O público é outra história. Seja numa reunião de cabos eleitorais das classes C e D, seja num restaurante por quilo “chique”, todos parecem filhos únicos de mãe viúva, velha e rica, ou seja : têm plena convicção de que o mundo existe para servi-los, e de que têm total direito de fazer o que bem lhes der na telha, tanto em termos de (des)respeito às leis de trânsito quanto a filas, pessoas idosas, boas maneiras, decibéis máximos aceitáveis, sinais vermelhos etc. Ou seja (e como eu já disse antes ) : são iguaizinhos ao povo todo do resto do Brasil. Acho que o negócio vai ser emigrar mesmo. Como será que eu faço pra pedir asilo, er, filosófico, hem ?
ou UM MINÚSCULO AFOGAMENTO E UM COPO DE BATIDA DE PITANGA
Eu tinha acabado de escrever outro post furibundo pra botar aqui, xingando uns e outros, sendo malvadinha, sarcástica e venenosa pra tentar me consolar da tristeza, das saudades de casa, da minha felina filha e do monamu, da falta de grana e das contusões, equimoses e ralados impingidos ao meu pobre orgulho, diariamente espancado e ferido por aqui. Mas aí fui falar com o gatim pelo MSN e ele me disse que o livroda Fal tinha chegado lá em casa, e ainda “leu” as dedicatórias pra mim. A impressa, que ela fez pro Alexandre, e a manuscrita - à caneta e com a letrinha dela -, que nossa frô fez pra gente (eu, gatim e Nina). Reações ? Ah, diversas : meu coração derreteu, meu veneno errou de rumo e se perdeu (roubei sim, e daí ?), minha irritação se liquefez completamente, tanto que chegou a transbordar um pouquinho pelos olhos... e quando a onda inesperada de amor e ternura que quebrou na minha praia refluiu um pouco, não vi mais nem sinal da raiva que eu estava sentindo do mundo inteiro até então. Acho que a bichinha se afogou... ou então saiu pingando, envergonhada do caixote, e foi se sentar debaixo de um coqueiro, de cabelim lambido e drinque colorido na mão, ronronando bem baixinho. Pode até ser que ela ainda volte, mais cedo ou mais tarde, mas pelo menos vai estar mais bonita e bronzeada. E o marzão continua lá, firme, forte... e pra sempre. Te amamos, Fal.

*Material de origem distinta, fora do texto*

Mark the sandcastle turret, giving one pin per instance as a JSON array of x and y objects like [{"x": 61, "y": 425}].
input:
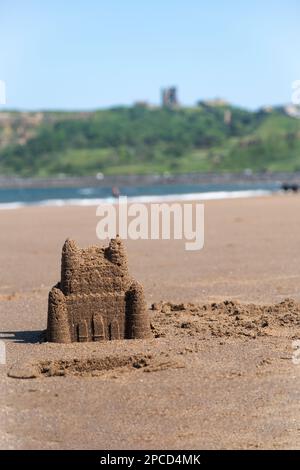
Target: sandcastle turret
[
  {"x": 138, "y": 325},
  {"x": 116, "y": 252},
  {"x": 96, "y": 298}
]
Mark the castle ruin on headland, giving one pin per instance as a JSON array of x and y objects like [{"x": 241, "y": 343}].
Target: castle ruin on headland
[{"x": 96, "y": 298}]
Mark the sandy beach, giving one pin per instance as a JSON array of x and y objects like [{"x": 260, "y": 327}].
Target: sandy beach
[{"x": 215, "y": 374}]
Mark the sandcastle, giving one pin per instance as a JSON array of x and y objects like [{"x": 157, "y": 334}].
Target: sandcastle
[{"x": 96, "y": 298}]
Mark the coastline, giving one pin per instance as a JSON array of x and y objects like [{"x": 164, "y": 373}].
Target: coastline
[{"x": 145, "y": 180}]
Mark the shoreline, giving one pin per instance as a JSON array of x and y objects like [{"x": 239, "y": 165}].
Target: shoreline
[
  {"x": 104, "y": 181},
  {"x": 145, "y": 199}
]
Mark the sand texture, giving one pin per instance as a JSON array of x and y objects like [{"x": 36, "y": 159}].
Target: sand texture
[{"x": 216, "y": 370}]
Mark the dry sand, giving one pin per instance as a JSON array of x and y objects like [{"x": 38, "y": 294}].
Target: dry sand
[{"x": 216, "y": 374}]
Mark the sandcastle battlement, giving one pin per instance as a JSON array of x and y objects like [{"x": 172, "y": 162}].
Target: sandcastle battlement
[{"x": 96, "y": 298}]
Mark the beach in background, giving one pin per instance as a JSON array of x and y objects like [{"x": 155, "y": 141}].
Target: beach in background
[{"x": 200, "y": 381}]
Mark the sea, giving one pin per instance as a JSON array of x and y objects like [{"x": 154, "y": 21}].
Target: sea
[{"x": 86, "y": 196}]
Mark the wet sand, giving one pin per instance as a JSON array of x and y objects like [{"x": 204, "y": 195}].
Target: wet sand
[{"x": 190, "y": 386}]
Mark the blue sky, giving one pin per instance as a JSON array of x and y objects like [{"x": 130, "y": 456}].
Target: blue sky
[{"x": 86, "y": 54}]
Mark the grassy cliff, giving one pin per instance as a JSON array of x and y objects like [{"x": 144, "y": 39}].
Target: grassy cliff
[{"x": 141, "y": 140}]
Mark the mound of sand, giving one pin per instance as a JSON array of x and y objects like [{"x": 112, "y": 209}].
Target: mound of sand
[{"x": 228, "y": 318}]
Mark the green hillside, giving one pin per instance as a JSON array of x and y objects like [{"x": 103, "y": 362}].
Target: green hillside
[{"x": 142, "y": 139}]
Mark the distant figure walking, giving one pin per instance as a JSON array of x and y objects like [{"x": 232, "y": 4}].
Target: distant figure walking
[
  {"x": 294, "y": 187},
  {"x": 115, "y": 191}
]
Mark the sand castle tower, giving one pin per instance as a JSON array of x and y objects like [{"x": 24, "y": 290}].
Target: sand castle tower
[{"x": 96, "y": 298}]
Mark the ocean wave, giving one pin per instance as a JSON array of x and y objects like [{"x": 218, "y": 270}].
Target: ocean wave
[{"x": 204, "y": 196}]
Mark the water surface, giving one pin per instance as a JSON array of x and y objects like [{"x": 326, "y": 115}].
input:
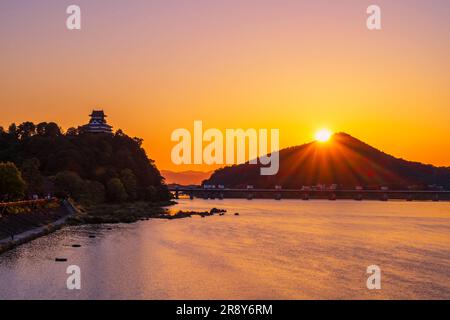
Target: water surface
[{"x": 288, "y": 249}]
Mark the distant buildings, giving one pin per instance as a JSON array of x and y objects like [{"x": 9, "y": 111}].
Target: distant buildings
[{"x": 98, "y": 123}]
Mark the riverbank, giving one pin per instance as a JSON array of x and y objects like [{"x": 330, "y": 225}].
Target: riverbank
[
  {"x": 133, "y": 212},
  {"x": 20, "y": 228}
]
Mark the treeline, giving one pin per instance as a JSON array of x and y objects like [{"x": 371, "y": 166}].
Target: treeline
[
  {"x": 344, "y": 161},
  {"x": 92, "y": 168}
]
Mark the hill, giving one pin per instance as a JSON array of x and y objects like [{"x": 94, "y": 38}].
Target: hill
[
  {"x": 91, "y": 167},
  {"x": 344, "y": 160}
]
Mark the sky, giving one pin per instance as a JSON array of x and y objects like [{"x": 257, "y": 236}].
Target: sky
[{"x": 157, "y": 65}]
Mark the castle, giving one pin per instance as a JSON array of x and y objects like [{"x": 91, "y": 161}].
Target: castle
[{"x": 98, "y": 123}]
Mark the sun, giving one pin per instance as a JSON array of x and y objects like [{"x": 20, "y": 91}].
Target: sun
[{"x": 323, "y": 135}]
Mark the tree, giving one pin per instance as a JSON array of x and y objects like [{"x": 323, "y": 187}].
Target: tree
[
  {"x": 40, "y": 128},
  {"x": 26, "y": 130},
  {"x": 130, "y": 183},
  {"x": 12, "y": 186},
  {"x": 69, "y": 182},
  {"x": 32, "y": 175},
  {"x": 93, "y": 192},
  {"x": 116, "y": 191},
  {"x": 12, "y": 130}
]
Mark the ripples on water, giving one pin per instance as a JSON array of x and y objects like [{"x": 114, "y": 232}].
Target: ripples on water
[{"x": 288, "y": 249}]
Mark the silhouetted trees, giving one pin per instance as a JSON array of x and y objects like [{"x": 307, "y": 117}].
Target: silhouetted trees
[
  {"x": 12, "y": 186},
  {"x": 89, "y": 167}
]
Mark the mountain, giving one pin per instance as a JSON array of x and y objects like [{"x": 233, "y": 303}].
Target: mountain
[
  {"x": 81, "y": 164},
  {"x": 185, "y": 178},
  {"x": 344, "y": 160}
]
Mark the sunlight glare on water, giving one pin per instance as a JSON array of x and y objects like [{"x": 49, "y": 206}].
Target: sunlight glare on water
[{"x": 288, "y": 249}]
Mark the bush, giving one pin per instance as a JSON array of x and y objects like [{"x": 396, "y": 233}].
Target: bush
[
  {"x": 116, "y": 190},
  {"x": 12, "y": 186}
]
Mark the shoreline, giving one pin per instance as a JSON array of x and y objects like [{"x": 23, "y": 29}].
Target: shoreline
[
  {"x": 34, "y": 233},
  {"x": 103, "y": 214}
]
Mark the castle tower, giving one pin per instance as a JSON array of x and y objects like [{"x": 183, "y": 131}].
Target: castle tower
[{"x": 97, "y": 124}]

Nada-nada (nada mesmo) contra pessoas que sabem seu próprio valor, confiam no seu taco, no seu bom gosto, em sua educação, instrução e/ou erudição – mesmo que a soletrem, sei lá, com h ou ss -, que gostam da própria aparência, voz e porte, que se conhecem profundamente e ainda assim se estimam e se amam to bits. Mas pelamor, cadê o famoso e sempre bem-vindo grano salis, putada ? Não rola um pouquinhozinho só, por minúsculo que seja, de auto-dúvida, de humor autodepreciativo, com ou sem hífen, e de pulguinha cantando “talvez, talveeeez você não seja a última molécula de H2O do Saara, viu, fofo(a) ?” atrás da orelha do ser senciente, não ? Algo que funcione que nem aquela pitadinha de bicarbonato que não deixa o bolo ficar nojento de tão doce e evita que ele afunde e sole em sua própria chocolaticidade rica e densa, cadê ? Porque, vou te falar, quando a dose de “sou lindo(a), gostoso(a), maravilhoso(a), talentoso(a), sedutor(a), tesudo(a), interessante, sensível, irresistível e genial (uf)” só varia de over a hiper, até a parte boa começa a bichar, e aí não tem antiemético (com hífen ou etc.) que dê conta. Nessa hora, meu cerebrozinho disléxico começa a jurar que foi esse povo e não ele quem leu errado o velho clichê “é chato ser gostoso” e começou a crer, do fundo mais profundo e meditabundo do seu EEEEEUUUUÔÔÔÔ superior, sedoso, malhado e vitaminado, que o gostoso mesmo é ser chato(a). Ô, raca. Sem cedilha.